Look, I am in agreement with the consensus that the first Hobbit film was ponderous and slight, and of course haven’t seen the second one.
Nevertheless, I am beyond tired of strident assertions that the length of the films compared to the size of “the book” is inherently a problem. It’s been known ever since these movies were in the planning stages that Jackson (and Del Toro, at the time) would be drawing heavily from other Tolkien writings involving Middle Earth and creating scenarios to put them on screen. This shouldn’t surprise anyone. Now, whether you think it was a good idea to pull ideas and scraps of information from Book A & B and insert them into a film ostensibly about Book C is open to debate. But the moaning about a 260 page book becoming 8-9 hours of movie is born of some combination of disingenuousness and willful ignorance.
The fact that they’re titling all three films “The Hobbit: Something Something” might be confusing you. Hey, they had to call it something familiar. “The Hobbit: There and Back Again Plus Bits From the Lord of the Rings Appendices, the Silmarillion and Various Handwritten Notes in the Margins of JRR Tolkien’s Personal Journals” doesn’t fit on most marquis or Happy Meal boxes.
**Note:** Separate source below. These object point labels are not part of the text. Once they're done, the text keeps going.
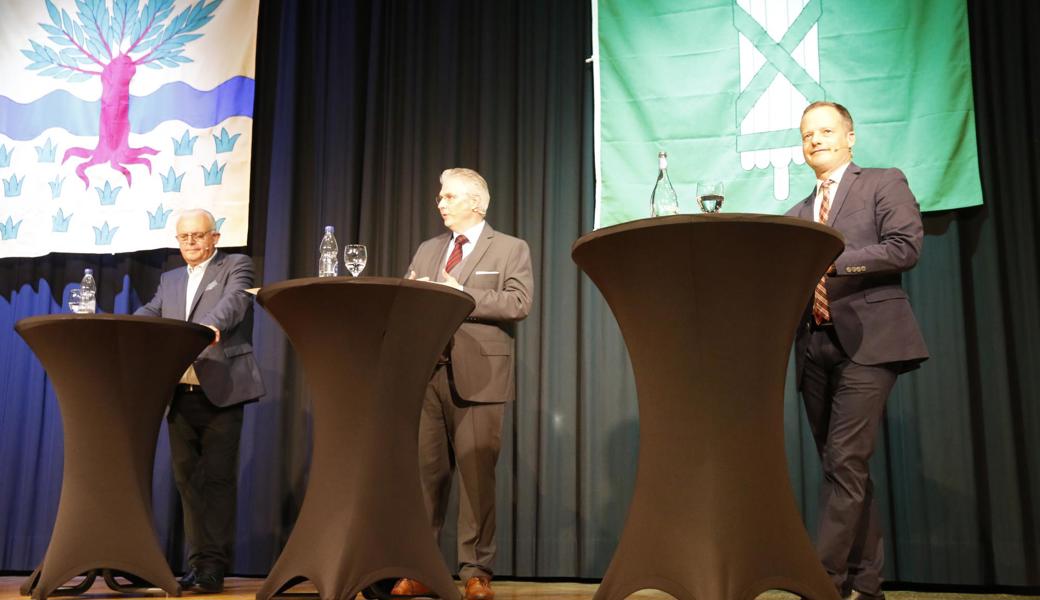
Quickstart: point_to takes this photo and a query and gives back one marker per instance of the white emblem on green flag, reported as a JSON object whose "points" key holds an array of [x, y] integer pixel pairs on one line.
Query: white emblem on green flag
{"points": [[721, 85]]}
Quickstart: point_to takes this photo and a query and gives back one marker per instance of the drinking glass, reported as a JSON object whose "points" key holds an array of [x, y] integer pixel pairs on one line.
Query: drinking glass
{"points": [[355, 257], [710, 196]]}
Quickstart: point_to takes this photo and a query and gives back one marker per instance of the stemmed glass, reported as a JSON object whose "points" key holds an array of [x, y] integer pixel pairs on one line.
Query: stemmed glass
{"points": [[355, 257], [709, 196]]}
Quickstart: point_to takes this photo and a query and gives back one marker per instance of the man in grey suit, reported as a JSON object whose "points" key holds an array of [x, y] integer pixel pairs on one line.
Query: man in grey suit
{"points": [[858, 334], [205, 417], [462, 414]]}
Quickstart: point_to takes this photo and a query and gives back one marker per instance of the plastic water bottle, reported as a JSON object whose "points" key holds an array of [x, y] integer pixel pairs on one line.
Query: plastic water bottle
{"points": [[664, 201], [329, 254], [88, 291]]}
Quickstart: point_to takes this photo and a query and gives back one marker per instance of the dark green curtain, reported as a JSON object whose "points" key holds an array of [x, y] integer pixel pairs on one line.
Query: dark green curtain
{"points": [[362, 104]]}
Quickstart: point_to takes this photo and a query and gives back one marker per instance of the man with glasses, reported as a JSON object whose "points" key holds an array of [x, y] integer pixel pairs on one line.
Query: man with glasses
{"points": [[205, 416], [462, 414]]}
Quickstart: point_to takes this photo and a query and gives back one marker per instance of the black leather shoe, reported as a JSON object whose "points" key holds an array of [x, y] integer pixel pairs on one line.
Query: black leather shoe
{"points": [[857, 595], [188, 580], [209, 582]]}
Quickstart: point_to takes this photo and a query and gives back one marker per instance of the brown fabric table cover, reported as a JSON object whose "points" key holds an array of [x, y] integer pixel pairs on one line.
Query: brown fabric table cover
{"points": [[113, 376], [708, 306], [368, 346]]}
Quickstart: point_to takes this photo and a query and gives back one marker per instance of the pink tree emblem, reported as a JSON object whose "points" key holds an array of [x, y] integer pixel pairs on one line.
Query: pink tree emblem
{"points": [[111, 45]]}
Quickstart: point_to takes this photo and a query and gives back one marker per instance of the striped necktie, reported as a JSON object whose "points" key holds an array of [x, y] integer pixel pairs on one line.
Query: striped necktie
{"points": [[456, 257], [821, 308]]}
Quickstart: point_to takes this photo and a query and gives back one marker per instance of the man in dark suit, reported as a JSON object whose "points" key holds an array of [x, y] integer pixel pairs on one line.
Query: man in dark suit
{"points": [[462, 414], [205, 417], [859, 333]]}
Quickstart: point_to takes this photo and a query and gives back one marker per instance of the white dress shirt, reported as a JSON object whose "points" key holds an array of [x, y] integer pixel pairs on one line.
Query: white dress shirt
{"points": [[195, 279], [472, 234], [836, 178]]}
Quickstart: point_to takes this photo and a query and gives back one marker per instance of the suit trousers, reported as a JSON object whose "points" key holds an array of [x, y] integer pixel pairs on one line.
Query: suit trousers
{"points": [[455, 434], [204, 447], [845, 402]]}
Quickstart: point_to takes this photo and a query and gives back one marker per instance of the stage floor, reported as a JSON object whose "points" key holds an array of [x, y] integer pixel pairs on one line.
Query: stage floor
{"points": [[245, 589]]}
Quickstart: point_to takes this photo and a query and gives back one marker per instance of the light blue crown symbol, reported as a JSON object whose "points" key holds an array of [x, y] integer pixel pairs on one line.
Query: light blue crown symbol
{"points": [[107, 196], [13, 186], [46, 153], [158, 218], [9, 230], [103, 235], [185, 146], [56, 186], [213, 176], [171, 181], [59, 223], [225, 142]]}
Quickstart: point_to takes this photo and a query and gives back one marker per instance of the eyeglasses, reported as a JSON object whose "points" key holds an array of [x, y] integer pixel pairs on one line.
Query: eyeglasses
{"points": [[448, 198], [191, 237]]}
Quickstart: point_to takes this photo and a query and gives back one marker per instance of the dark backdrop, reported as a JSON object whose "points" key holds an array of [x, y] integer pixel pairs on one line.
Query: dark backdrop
{"points": [[361, 104]]}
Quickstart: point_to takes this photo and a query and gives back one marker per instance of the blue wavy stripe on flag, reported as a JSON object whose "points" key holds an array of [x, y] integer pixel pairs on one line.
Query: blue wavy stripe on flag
{"points": [[173, 101]]}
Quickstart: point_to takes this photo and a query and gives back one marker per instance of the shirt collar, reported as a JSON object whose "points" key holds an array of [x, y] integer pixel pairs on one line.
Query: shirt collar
{"points": [[472, 234], [835, 176], [201, 267]]}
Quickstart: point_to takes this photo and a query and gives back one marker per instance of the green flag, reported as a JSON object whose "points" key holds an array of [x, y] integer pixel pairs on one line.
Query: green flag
{"points": [[721, 85]]}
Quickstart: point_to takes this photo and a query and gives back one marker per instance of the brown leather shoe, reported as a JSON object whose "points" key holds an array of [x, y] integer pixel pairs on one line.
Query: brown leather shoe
{"points": [[478, 589], [411, 589]]}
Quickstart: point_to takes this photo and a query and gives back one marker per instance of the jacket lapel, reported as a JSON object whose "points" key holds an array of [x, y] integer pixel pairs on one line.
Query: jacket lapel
{"points": [[438, 259], [207, 278], [848, 180], [476, 254], [180, 289]]}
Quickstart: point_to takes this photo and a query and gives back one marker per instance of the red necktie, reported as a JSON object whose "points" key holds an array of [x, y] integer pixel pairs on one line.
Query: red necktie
{"points": [[821, 308], [456, 257]]}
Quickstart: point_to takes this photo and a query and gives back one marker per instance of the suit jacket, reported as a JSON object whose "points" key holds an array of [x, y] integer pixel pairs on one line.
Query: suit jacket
{"points": [[227, 371], [879, 216], [497, 274]]}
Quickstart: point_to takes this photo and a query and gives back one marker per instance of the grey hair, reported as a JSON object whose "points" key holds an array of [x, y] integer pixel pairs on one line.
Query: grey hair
{"points": [[197, 212], [846, 115]]}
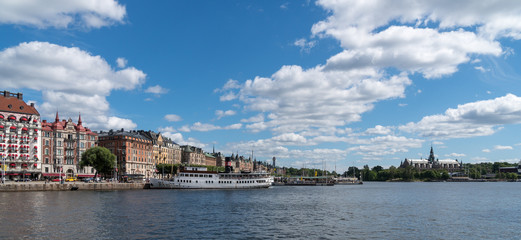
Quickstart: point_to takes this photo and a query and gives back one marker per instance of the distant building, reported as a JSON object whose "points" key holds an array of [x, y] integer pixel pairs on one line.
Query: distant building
{"points": [[63, 143], [19, 137], [432, 163], [516, 169], [133, 150]]}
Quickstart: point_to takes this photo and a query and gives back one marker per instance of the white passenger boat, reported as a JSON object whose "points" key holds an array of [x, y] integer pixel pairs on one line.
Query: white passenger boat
{"points": [[200, 178]]}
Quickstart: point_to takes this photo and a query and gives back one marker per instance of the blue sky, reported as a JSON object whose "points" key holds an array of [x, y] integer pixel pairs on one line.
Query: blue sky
{"points": [[313, 83]]}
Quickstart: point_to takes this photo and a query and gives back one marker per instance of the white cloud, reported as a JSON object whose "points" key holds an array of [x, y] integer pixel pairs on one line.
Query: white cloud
{"points": [[62, 13], [122, 62], [220, 113], [206, 127], [156, 90], [173, 118], [179, 139], [376, 147], [378, 130], [479, 118], [300, 99], [499, 147], [71, 81], [482, 69], [456, 155], [304, 45]]}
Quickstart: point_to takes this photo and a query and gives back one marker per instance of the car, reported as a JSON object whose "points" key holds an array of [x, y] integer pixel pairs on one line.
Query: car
{"points": [[71, 179], [23, 180]]}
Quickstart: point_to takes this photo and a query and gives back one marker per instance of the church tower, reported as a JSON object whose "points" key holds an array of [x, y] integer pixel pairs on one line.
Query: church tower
{"points": [[431, 156]]}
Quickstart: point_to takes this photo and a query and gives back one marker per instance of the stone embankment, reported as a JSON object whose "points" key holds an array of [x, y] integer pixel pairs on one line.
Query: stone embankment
{"points": [[68, 186]]}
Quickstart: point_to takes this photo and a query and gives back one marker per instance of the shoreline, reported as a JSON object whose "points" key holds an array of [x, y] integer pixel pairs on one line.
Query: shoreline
{"points": [[67, 186]]}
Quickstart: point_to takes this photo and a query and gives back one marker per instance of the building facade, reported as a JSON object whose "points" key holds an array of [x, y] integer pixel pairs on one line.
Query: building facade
{"points": [[165, 151], [19, 138], [134, 153], [193, 155], [63, 143], [432, 163]]}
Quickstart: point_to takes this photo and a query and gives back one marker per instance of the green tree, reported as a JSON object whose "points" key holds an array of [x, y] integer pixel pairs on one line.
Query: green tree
{"points": [[100, 158]]}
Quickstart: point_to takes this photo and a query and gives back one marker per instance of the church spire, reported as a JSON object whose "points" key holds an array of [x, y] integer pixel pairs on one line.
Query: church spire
{"points": [[431, 156]]}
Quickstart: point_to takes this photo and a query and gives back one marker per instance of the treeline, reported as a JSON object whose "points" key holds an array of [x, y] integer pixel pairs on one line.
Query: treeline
{"points": [[378, 173]]}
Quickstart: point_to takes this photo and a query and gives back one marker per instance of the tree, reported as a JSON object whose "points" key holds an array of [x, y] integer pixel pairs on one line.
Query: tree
{"points": [[100, 158]]}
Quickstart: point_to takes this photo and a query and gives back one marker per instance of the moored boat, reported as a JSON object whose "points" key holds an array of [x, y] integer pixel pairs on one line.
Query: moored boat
{"points": [[201, 178]]}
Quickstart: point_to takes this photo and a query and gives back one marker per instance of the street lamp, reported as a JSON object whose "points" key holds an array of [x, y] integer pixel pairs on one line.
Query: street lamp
{"points": [[3, 170]]}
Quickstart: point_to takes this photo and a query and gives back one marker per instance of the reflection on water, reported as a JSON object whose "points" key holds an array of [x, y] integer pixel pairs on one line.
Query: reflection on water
{"points": [[372, 210]]}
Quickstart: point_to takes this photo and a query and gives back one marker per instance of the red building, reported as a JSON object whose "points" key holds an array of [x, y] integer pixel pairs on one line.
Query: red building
{"points": [[63, 143], [19, 142]]}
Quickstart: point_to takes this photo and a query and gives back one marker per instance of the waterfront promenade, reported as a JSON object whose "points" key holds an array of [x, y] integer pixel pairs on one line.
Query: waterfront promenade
{"points": [[67, 186]]}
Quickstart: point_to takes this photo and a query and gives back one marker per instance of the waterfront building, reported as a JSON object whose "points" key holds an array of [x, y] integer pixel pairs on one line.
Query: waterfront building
{"points": [[210, 160], [165, 151], [133, 150], [19, 137], [192, 155], [432, 163], [516, 169], [63, 143]]}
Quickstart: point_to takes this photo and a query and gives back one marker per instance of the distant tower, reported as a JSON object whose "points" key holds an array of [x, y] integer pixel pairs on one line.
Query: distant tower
{"points": [[431, 156]]}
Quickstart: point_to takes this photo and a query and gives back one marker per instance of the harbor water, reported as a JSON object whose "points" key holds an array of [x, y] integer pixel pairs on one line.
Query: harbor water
{"points": [[372, 210]]}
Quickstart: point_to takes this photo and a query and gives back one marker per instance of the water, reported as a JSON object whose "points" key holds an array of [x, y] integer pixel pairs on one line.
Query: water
{"points": [[372, 210]]}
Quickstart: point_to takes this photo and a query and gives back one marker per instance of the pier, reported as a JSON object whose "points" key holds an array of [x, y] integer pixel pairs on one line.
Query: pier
{"points": [[68, 186]]}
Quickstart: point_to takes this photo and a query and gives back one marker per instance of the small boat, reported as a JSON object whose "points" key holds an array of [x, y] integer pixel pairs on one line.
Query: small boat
{"points": [[348, 181]]}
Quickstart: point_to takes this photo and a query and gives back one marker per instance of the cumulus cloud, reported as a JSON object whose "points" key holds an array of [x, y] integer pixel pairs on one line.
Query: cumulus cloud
{"points": [[179, 138], [299, 99], [158, 90], [71, 81], [383, 43], [220, 113], [206, 127], [456, 155], [62, 13], [304, 45], [479, 118], [375, 148], [500, 147], [122, 62], [173, 118], [378, 130]]}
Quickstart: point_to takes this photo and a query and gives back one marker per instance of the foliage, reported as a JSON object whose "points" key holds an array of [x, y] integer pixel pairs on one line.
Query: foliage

Who said it was a surprise? The assertion that it isn’t inherently a problem, because you’re importing new material from other sources, is Jackson’s fallacy. Whether it’s Tolkien sourced padding or filmmaker invention, it’s still padding. Not for nothing were these appendices, footnotes. Tolkien, love him or loathe him was a storyteller so he knew better than to burden his tale with tangential fat. He waited until LOTR for that. The extra material deadens the narrative because what it isn’t doing, and this is the point, is helping to drive the central story, the one we care about, forward. These movies feel tediously long because so much is superfluous and even if you don’t know the production history (which I do), you feel that instinctively as you watch it – unless, that is, all you ever really wanted was a Middle Earth travelogue.
That pertinent stuff aside, I don’t think expecting the an adaptation of a novel to stick to the story at hand is unreasonable. Particularly when nothing’s happening in its stead.
Anyway, let’s see how you feel after a further 161 minutes of not much.
memento as based from a short story…
12 monkeys was based from a short film…
both of those are awesome…
You’ve accused Tolkien of not caring for non-white people, would you care to prove this assertion?
And women too. In either case, it’s a simplistic way of looking at it. Read The Silmarillion, then come back and say that Tolkien didn’t care for women.
A hundred hobbit feet? If my calculations are correct, we’re looking at around fifty hobbits here. Barely enough to stage a rolicking inn scene. I am disappoint.